The SQL Dude!

On-Disk & In-Memory Pages that teach you the SQL way of life!

Archive for the ‘Startup’ Category

Guide to Troubleshooting SQL Server Service startup issues

Posted by Sudarshan Narasimhan on August 9, 2011


I did post on this same topic on MSDN SQLServerFAQ and I am re-posting this here for easy reference. This is a handy guide for every SQL DBA, as they would have come across this issue at one point or another in their DBA life. Read on…

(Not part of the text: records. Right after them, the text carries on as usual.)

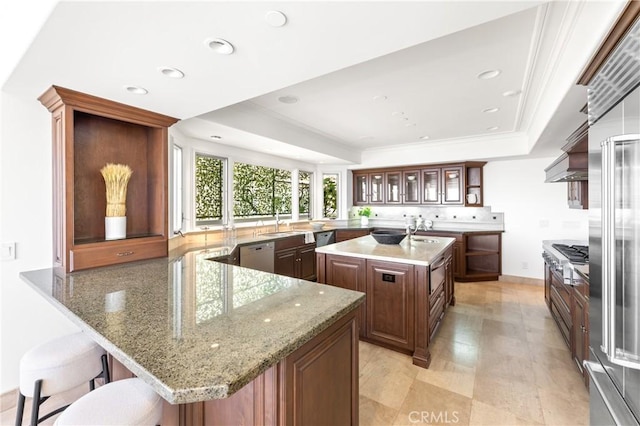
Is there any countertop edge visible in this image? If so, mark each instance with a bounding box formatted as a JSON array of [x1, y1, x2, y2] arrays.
[[19, 268, 365, 404]]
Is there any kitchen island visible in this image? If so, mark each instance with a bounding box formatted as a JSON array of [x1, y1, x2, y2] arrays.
[[21, 250, 364, 425], [316, 235, 455, 368]]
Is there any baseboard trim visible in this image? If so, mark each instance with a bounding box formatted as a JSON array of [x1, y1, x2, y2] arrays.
[[498, 275, 544, 286], [0, 388, 18, 411]]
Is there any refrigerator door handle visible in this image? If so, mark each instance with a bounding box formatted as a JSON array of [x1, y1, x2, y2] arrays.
[[600, 134, 640, 370], [584, 361, 638, 426], [600, 138, 615, 360]]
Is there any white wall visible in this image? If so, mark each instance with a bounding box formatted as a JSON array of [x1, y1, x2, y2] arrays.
[[0, 93, 77, 393], [484, 158, 589, 278]]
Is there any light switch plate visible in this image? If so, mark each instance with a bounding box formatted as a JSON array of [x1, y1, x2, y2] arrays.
[[0, 242, 16, 260]]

This is one of those challenging situations when customers call us at times. I can understand the gravity of the situation – your boss is behind your back, your business is down, your application is down, your website cannot accept orders or your phone is ringing off the hook with calls from the helpdesk. Don’t worry; I will guide you through some basic steps & actions that you can take to make some sense amidst all this madness.

clip_image002[4] Warning:

This blog is only a basic guide and by no means covers all possible troubleshooting techniques and meant only as a starting point.

 

Nothing in life is to be feared. It is only to be understood. – Marie Curie

clip_image004[4]

Startup Options
Have you ever called SQL CSS for a startup issue and seen the engineer use some cool trace flags or parameters to get SQL started. Well, it’s all documented (well, most of it that’s worth knowing)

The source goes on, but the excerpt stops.